I want to begin with this: using algorithms to evaluate writing is nothing new. A holistic scoring rubric and procedure for, say, calibrating human raters of essays…that’s an algorithmic approach. The algorithm is the procedure, after all, and the motive to use it lies in the goal of systematizing something that is typically a complex interpretive task. Whether we do it with humans or hand over the interpretive task to machines, we do so at the cost of much of the nuance that an individual reader might bring to the task.
Thankfully, Les Perelman at MIT has been working hard to demonstrate that teaching students to write for an algorithmic scoring process is a bad idea.
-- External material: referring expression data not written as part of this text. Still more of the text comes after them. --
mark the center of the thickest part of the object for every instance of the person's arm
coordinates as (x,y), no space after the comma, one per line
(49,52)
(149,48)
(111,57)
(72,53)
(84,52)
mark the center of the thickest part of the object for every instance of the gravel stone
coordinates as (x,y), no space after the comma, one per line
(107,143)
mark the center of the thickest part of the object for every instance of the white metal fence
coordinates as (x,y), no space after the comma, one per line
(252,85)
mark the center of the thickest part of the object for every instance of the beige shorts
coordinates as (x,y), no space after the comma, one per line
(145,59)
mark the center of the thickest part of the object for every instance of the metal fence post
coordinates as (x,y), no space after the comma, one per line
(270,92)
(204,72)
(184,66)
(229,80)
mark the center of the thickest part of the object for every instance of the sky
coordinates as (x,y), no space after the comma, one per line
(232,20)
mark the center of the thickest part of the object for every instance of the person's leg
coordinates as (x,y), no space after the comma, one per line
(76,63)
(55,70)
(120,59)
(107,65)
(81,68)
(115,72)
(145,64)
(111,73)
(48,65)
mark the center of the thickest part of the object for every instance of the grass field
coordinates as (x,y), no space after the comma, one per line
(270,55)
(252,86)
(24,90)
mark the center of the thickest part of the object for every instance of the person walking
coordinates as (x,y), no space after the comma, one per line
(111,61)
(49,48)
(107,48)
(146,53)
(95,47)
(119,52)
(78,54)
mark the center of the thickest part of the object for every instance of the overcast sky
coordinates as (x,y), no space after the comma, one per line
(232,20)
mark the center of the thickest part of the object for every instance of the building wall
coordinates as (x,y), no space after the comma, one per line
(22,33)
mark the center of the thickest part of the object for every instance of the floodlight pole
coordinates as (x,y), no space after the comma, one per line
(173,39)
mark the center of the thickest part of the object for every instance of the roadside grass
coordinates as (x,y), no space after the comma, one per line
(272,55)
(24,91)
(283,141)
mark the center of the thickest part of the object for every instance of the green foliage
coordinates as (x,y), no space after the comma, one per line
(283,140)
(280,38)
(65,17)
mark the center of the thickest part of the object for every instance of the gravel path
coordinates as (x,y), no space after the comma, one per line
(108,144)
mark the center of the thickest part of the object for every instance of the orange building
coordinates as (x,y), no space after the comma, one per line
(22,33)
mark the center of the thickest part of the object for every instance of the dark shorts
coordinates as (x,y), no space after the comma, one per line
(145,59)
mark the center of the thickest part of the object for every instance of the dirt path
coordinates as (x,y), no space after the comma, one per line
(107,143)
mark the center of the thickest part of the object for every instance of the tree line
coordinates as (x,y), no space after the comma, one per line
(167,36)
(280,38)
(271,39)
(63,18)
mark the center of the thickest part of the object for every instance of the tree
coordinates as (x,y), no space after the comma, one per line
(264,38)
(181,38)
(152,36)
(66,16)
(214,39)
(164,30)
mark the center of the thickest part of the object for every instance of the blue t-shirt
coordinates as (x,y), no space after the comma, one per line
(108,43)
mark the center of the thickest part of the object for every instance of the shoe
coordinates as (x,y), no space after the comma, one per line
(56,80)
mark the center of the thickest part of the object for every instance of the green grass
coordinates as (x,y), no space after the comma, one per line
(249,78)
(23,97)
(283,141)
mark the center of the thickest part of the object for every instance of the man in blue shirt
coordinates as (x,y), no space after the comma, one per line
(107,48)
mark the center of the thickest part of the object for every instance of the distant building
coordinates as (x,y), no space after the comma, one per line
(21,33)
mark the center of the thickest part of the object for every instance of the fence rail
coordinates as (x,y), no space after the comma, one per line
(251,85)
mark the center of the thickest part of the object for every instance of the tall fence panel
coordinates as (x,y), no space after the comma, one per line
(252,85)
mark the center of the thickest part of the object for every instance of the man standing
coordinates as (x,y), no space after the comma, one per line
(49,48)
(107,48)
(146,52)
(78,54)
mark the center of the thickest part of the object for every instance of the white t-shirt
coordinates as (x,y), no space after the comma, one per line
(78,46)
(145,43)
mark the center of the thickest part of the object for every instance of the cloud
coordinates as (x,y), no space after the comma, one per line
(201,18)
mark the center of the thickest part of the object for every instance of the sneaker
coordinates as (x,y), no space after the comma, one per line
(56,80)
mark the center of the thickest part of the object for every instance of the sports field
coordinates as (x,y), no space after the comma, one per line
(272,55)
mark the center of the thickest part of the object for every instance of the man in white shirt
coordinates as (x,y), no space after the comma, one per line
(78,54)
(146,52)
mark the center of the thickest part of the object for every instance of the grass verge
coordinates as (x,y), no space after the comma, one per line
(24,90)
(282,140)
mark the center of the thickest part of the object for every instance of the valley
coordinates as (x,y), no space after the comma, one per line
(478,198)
And as Perelman recently said in an interview, it is a bad idea to let computers execute algorithms for holistic evaluation for a straightforward reason: it doesn’t work. You can ask students to produce text that satisfies the rules of the algorithm and is still bad writing. With human readers, the problem can be overcome, but only if the readers are free to go beyond what the algorithm specifies.
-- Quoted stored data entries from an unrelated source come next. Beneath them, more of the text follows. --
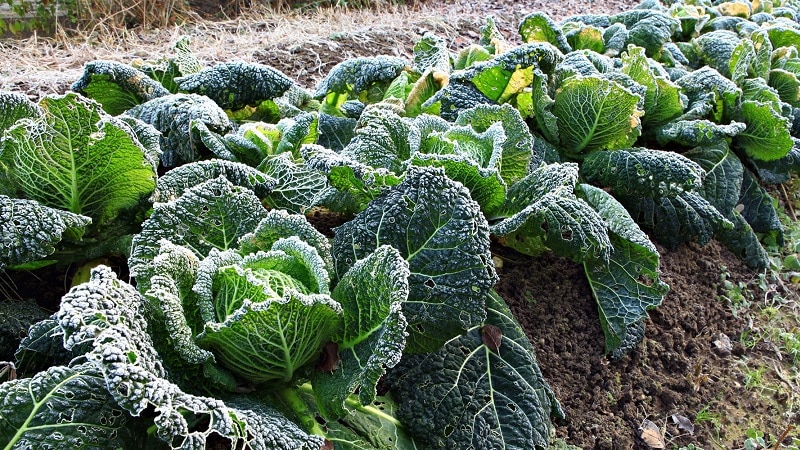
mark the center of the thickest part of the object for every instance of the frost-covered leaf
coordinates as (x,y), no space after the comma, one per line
(355,184)
(640,172)
(697,132)
(716,48)
(627,285)
(64,407)
(174,115)
(213,214)
(517,147)
(558,221)
(373,334)
(758,208)
(30,231)
(662,101)
(674,220)
(267,341)
(235,85)
(174,183)
(474,394)
(15,106)
(648,28)
(768,134)
(442,234)
(431,53)
(383,139)
(595,114)
(723,176)
(297,187)
(117,86)
(95,165)
(539,27)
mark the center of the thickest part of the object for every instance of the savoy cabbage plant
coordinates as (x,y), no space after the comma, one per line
(248,327)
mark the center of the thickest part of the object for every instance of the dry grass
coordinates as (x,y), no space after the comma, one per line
(41,65)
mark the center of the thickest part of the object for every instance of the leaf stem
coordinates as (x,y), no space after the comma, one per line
(353,403)
(291,398)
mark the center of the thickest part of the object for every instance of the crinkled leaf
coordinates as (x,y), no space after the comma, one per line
(710,95)
(96,166)
(373,333)
(759,208)
(716,48)
(30,231)
(541,180)
(640,172)
(662,101)
(767,136)
(268,341)
(117,86)
(16,317)
(280,224)
(383,139)
(355,183)
(442,234)
(213,214)
(558,221)
(64,407)
(174,115)
(674,220)
(468,395)
(587,38)
(628,284)
(517,147)
(780,170)
(355,77)
(596,114)
(235,85)
(15,106)
(723,176)
(297,187)
(539,27)
(174,183)
(787,85)
(648,28)
(697,132)
(107,315)
(431,52)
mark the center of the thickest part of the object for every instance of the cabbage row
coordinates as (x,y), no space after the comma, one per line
(247,325)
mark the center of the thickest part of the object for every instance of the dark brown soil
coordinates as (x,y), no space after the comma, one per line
(678,369)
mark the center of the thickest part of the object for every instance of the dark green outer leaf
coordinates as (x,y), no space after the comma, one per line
(723,180)
(174,116)
(470,394)
(117,86)
(759,208)
(518,145)
(686,217)
(64,407)
(442,234)
(175,182)
(235,85)
(15,106)
(210,215)
(30,231)
(640,172)
(358,74)
(373,333)
(85,152)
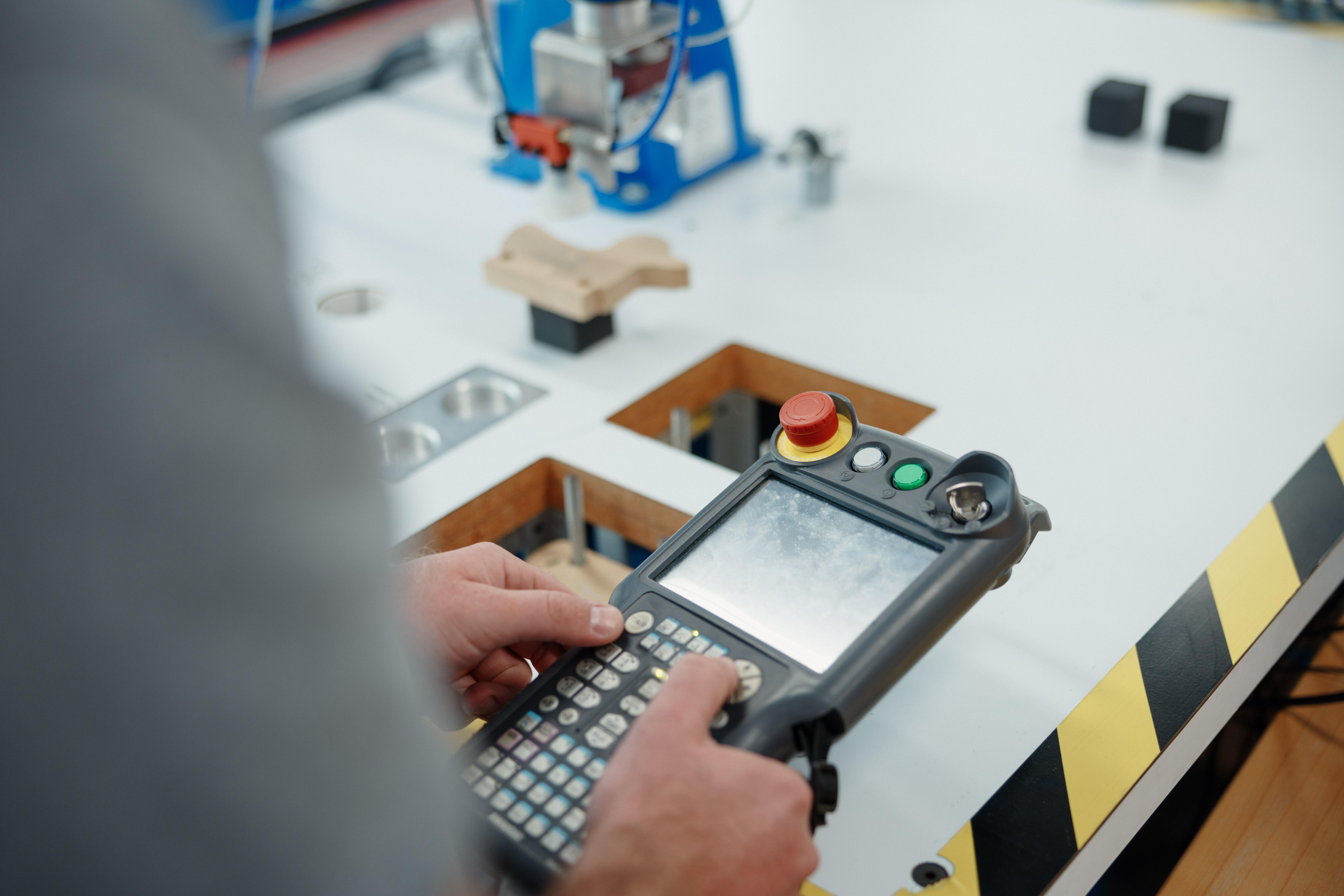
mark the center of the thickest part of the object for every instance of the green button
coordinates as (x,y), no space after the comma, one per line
(909,476)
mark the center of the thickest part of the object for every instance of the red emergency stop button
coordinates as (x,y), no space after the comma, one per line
(810,418)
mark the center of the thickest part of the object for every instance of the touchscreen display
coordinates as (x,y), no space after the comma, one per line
(796,571)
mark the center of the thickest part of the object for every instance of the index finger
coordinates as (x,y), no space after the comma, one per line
(693,696)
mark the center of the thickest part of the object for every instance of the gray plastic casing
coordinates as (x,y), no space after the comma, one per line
(974,559)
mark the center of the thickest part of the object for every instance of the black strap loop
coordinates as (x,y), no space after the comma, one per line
(815,739)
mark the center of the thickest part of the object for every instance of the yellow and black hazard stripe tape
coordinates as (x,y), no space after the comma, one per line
(1044,815)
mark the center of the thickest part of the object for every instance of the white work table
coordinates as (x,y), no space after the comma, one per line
(1151,338)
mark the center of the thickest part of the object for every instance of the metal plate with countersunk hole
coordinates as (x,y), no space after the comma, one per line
(482,396)
(448,416)
(351,303)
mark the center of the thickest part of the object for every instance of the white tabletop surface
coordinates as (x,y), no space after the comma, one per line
(1151,338)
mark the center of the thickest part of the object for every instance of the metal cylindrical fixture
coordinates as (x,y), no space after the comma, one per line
(574,523)
(599,22)
(679,429)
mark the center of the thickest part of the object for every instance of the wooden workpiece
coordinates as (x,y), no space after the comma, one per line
(595,580)
(578,284)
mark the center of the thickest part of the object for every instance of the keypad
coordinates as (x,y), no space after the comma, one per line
(554,839)
(540,773)
(600,738)
(574,820)
(639,623)
(615,723)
But there is another reason to be skeptical of algorithmic approaches that may be, in the long run, even more compelling. They shift the focus away from giving students formative feedback. They teach humans to behave more like computers. MIT Media Lab director Joi Ito puts it bluntly:
“The paradox is that at the same time we've developed machines that behave more and more like humans, we've developed educational systems that push children to think like computers and behave like robots.”
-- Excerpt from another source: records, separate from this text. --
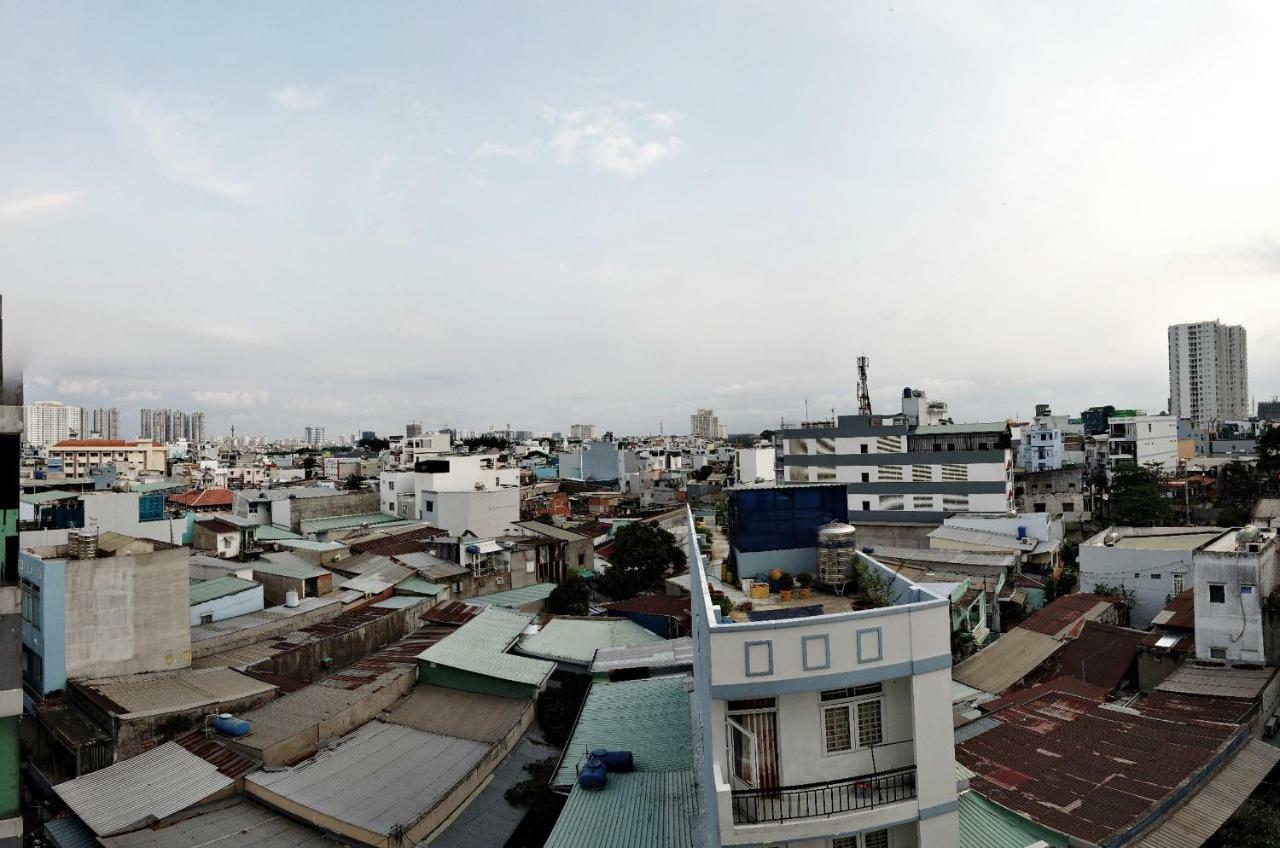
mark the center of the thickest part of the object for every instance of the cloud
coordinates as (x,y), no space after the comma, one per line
(624,138)
(490,149)
(178,142)
(298,97)
(231,400)
(40,204)
(81,386)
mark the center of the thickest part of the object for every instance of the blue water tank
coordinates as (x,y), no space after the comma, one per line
(593,775)
(229,725)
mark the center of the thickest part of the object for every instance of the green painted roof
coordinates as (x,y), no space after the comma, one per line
(48,497)
(219,588)
(988,825)
(515,597)
(577,639)
(648,717)
(417,586)
(343,521)
(638,810)
(480,647)
(272,533)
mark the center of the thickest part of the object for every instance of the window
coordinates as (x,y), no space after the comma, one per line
(849,715)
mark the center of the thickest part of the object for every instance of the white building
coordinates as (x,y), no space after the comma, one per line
(832,730)
(1143,440)
(49,422)
(1208,373)
(1234,574)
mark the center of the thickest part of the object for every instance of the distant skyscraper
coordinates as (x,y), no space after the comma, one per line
(1208,373)
(106,422)
(50,422)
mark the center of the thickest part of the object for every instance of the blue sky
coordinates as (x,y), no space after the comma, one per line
(536,214)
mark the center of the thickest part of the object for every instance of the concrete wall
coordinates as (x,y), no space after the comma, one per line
(128,614)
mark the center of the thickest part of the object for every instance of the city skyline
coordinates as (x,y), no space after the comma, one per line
(914,187)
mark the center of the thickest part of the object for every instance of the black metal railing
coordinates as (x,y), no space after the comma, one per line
(823,799)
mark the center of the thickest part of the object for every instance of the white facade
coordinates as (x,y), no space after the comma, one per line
(1233,577)
(1208,373)
(1143,440)
(816,730)
(49,422)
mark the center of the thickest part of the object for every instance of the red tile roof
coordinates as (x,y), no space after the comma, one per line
(204,498)
(1083,769)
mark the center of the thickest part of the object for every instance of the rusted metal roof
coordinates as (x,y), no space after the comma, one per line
(1088,770)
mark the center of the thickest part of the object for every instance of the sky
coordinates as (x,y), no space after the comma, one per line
(535,214)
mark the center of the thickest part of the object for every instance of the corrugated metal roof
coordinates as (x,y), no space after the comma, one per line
(216,588)
(380,776)
(987,825)
(453,712)
(156,693)
(648,717)
(512,598)
(1006,661)
(668,653)
(638,810)
(146,788)
(1192,824)
(489,820)
(240,824)
(1225,683)
(480,647)
(287,565)
(577,639)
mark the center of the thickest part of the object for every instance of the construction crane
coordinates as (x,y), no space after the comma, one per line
(864,396)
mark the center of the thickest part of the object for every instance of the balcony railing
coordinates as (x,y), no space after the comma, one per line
(823,799)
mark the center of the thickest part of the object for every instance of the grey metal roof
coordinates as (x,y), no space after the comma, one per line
(142,789)
(489,820)
(1192,824)
(240,824)
(638,810)
(668,653)
(648,717)
(379,776)
(480,647)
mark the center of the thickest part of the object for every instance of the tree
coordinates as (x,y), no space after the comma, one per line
(641,555)
(1138,497)
(571,597)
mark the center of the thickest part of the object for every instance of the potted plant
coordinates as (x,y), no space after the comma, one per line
(785,584)
(804,582)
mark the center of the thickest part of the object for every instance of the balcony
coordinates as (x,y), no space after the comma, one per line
(823,799)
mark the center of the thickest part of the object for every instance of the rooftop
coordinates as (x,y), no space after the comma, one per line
(648,717)
(480,647)
(577,639)
(402,774)
(216,588)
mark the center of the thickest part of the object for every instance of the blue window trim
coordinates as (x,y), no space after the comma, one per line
(880,644)
(746,659)
(826,652)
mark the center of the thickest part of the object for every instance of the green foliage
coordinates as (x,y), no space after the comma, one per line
(558,706)
(1255,825)
(571,597)
(641,555)
(1137,497)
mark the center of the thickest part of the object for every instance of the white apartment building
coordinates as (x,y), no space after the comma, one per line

But Ito is not anti-technology. And neither am I. We can imagine a different sort of role for technology to play in teaching and learning if we work at it. Rather than trying to create machines that read (or write) like humans, we can instead create systems that give humans a chance to focus more on how we might improve as writers and communicators.
What would these look like?
At the Writing, Information, and Digital Experience (WIDE) research center, we’ve been working on assistive technologies that can improve written communication. We’ve used a number of algorithmic approaches to do this. In our peer learning service Eli Review, for instance, we track activity – feedback that reviewers and instructors give to writers, as well what writers do with that feedback – to evaluate the “helpfulness” of a review. We do this as a way to help students learn to become better reviewers, something which itself has been shown to improve writing performance.
Another WIDE project uses a machine learning algorithm to help online discussion facilitators visualize and moderate comments in online forums. We worked with science educators at theMuseum of Life & Science in Durham, NC to develop an application called The Faciloscopewhich gives the museum staff a way to see when contributors to a thread are interacting in ways that are likely to be productive, and when they are not. The facilitator can then choose to intervene, perhaps by asking a question to get the discussion back on track, or perhaps by banning participants engaged in unwanted or unacceptable behavior. The Faciloscope doesn’t automate any of the work, but it does help facilitators who may have many simultaneous threads to attend to know when one could use their attention.
So, how will near future writing technologies influence teaching and learning in writing? It is up to us. Algorithms can have a positive role to play, Joi Ito eloquently argues, in making our world more human. This will only happen, though, if we play an active role in the design of algorithmic tools and focus their use on assistive applications rather than seeking to replace human thinking.